Input/Output#

Parquet files#

legate_dataframe.lib.parquet.parquet_read(glob_string: pathlib.Path | str, *, columns=None) → LogicalTable#

Read Parquet files into a logical table

Parameters:

glob_string (str or pathlib.Path) – The glob string to specify the Parquet files. All glob matches must be valid Parquet files and have the same LogicalTable data types. See <https://linux.die.net/man/7/glob>.
columns – List of strings selecting a subset of columns to read.

Return type:

The read logical table.

See also

parquet_write: Write parquet data

legate_dataframe.lib.parquet.parquet_read_array(glob_string: pathlib.Path | str, *, columns=None, null_value=None, type=None) → LogicalArray#

Read Parquet files into a logical array

To successfully read the files, all selected columns must have the same type that is compatible with legate (currently only numeric types).

Parameters:

glob_string (str or pathlib.Path) – The glob string to specify the Parquet files. All glob matches must be valid Parquet files and have the same LogicalTable data types. See <https://linux.die.net/man/7/glob>.
columns – List of strings selecting a subset of columns to read.
null_value (legate.core.Scalar or None) – If given (not None) the result will not have a null mask and null values are instead replaced with this value.
type (legate.core.Type or None) – The desired result legate type. If given, columns are cast to this type.
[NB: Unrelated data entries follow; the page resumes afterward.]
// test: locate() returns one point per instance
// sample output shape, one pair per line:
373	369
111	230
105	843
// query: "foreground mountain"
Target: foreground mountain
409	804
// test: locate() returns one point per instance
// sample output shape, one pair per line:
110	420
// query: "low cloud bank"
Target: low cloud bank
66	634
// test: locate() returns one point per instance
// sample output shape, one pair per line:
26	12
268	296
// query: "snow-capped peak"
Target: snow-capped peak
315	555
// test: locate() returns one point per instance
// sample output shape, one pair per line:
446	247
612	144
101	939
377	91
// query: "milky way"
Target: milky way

If not given the dtype is inferred, but all columns must have the same one.

Return type:

The read logical array.

See also

parquet_read: Write parquet data into a table

legate_dataframe.lib.parquet.parquet_write(LogicalTable tbl, path: pathlib.Path | str) → None#

Write logical table to Parquet files

Each partition will be written to a separate file.

Parameters:

tbl (LogicalTable) – The table to write.
path (str or pathlib.Path) – Destination directory for data.
the (Files will be created in the specified output directory using)
part.0.parquet (convention)
part.1.parquet
part.2.parquet
and (...)
table:: (so on for each partition in the) –

/path/to/output/
├── part.0.parquet ├── part.1.parquet ├── part.2.parquet └── …

See also

parquet_read: Read parquet data

CSV files#

Legate-dataframe supports writing data to parquet or CSV files via:

legate_dataframe.lib.csv.csv_read(glob_string, *, dtypes, na_filter=True, delimiter=',', usecols=None, names=None)#

Read csv files into a logical table

Parameters:

glob_string (str) – The glob string to specify the csv files. All glob matches must be valid csv files and have the same LogicalTable data types. See <https://linux.die.net/man/7/glob>.
dtypes (iterable of cudf dtype-likes) – The cudf dtypes to extract for each column (or a single one for all).
na_filter (bool, optional) – Whether to detect missing values, set to False to improve performance.
delimiter (str, optional) – The field delimiter.
usecols (iterable of str or int or None, optional) – If given, must match dtypes in length and denotes column names to be extracted from the file. If passes as integers, implies the file has no header and names must be passed.
names (iterable of str) – The names of the read columns, must be used with integral usecols.

Return type:

The read logical table

See also

csv_write: Write csv data
lib.parquet.parquet_write: Write parquet data

legate_dataframe.lib.csv.csv_write(LogicalTable tbl, path, delimiter=', ')#

Write logical table to csv files

Each partition will be written to a separate file.

Parameters:

tbl (LogicalTable) – The table to write.
path (str or pathlib.Path) – Destination directory for data.
delimiter (str) – The field delimiter.
the (Files will be created in the specified output directory using)
part.0.csv (convention)
part.1.csv
part.2.csv
and (...)
table:: (so on for each partition in the) –

/path/to/output/
├── part.0.csv ├── part.1.csv ├── part.2.csv └── …

See also

csv_read: Read csv data
lib.parquet.parquet_read: Read parquet data